The principles address board composition, the responsibilities of the board, shareholder rights, public reporting, board leadership, succession planning, compensation of management, and the role of asset managers in corporate governance.
A number of the principles reflect “best practices” that have been adopted by many companies, while others have been adopted on a more episodic basis. In this vein, the authors of the principles acknowledge that the principles are not intended to be overly prescriptive and are instead intended to facilitate further conversation on what constitutes good corporate governance.
Highlights of the principles include the following:
- Earnings Guidance: Companies should not feel obligated to provide earnings guidance — and should do so only if they believe that providing such guidance is beneficial to shareholders.
- Non-GAAP Measures and Stock Compensation Expense: While companies may use non-GAAP measures to explain and clarify their results, they never should do so in such a way as to obscure GAAP-reported results. In particular, since stock or options-based compensation is plainly a cost of doing business, it always should be reflected in non-GAAP measurements of earnings.
- Shareholder Engagement: Effective governance requires constructive engagement between a company and its shareholders. The company’s institutional investors making decisions on proxy issues important to long-term value creation should have access to the company, its management and, in some circumstances, the board. Similarly, a company, its management and board should have access to institutional investors’ ultimate decision makers on those issues.
- Board Diversity: Diverse boards make better decisions, so every board should have members with complementary and diverse skills, backgrounds and experiences. It is also important to balance wisdom and judgment that accompany experience and tenure with the need for fresh thinking and perspectives of new board members.
- Board Independence: Truly independent corporate boards are vital to effective governance, so no board should be beholden to the CEO or management. Every board should meet regularly without the CEO present, and every board should have active and direct engagement with executives below the CEO level.
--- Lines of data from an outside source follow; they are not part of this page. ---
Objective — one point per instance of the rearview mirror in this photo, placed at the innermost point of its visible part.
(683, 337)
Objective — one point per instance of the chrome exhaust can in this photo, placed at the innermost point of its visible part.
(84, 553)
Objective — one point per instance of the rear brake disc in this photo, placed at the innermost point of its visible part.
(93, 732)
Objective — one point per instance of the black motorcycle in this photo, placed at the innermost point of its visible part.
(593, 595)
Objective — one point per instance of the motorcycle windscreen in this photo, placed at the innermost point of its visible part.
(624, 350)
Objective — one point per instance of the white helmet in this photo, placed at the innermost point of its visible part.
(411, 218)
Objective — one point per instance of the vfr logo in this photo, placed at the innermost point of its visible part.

- Chairman/CEO: Every board needs a strong leader who is independent of management. The board’s independent directors usually are in the best position to evaluate whether the roles of chairman and CEO should be separate or combined. If the board decides on a combined role, it is essential that the board have a strong lead independent director with clearly defined authorities and responsibilities.
- Director Compensation: Companies should consider paying a substantial portion (e.g., for some companies, as much as 50% or more) of director compensation in stock, performance stock units or similar equity-like instruments.
- Management Compensation: Companies should consider paying a substantial portion (e.g., for some companies, as much as 50% or more) of compensation for senior management in the form of stock, performance stock units or similar equity-like instruments. The vesting or holding period for such equity compensation should be appropriate for the business to further senior management’s economic alignment with the long-term performance of the company. With properly designed performance hurdles, stock options may be one element of effective compensation plans, particularly for the CEO.
- Management Succession Planning: Companies should inform shareholders of the process the board has for succession planning and also should have an appropriate plan if an unexpected, emergency succession is necessary.
- Oversight of Significant Risks: Boards should focus on significant risks, including reputational risks. The board should not be reflexively risk averse; it should seek the proper calibration of risk and reward as it focuses on the long-term interests of the company’s shareholders.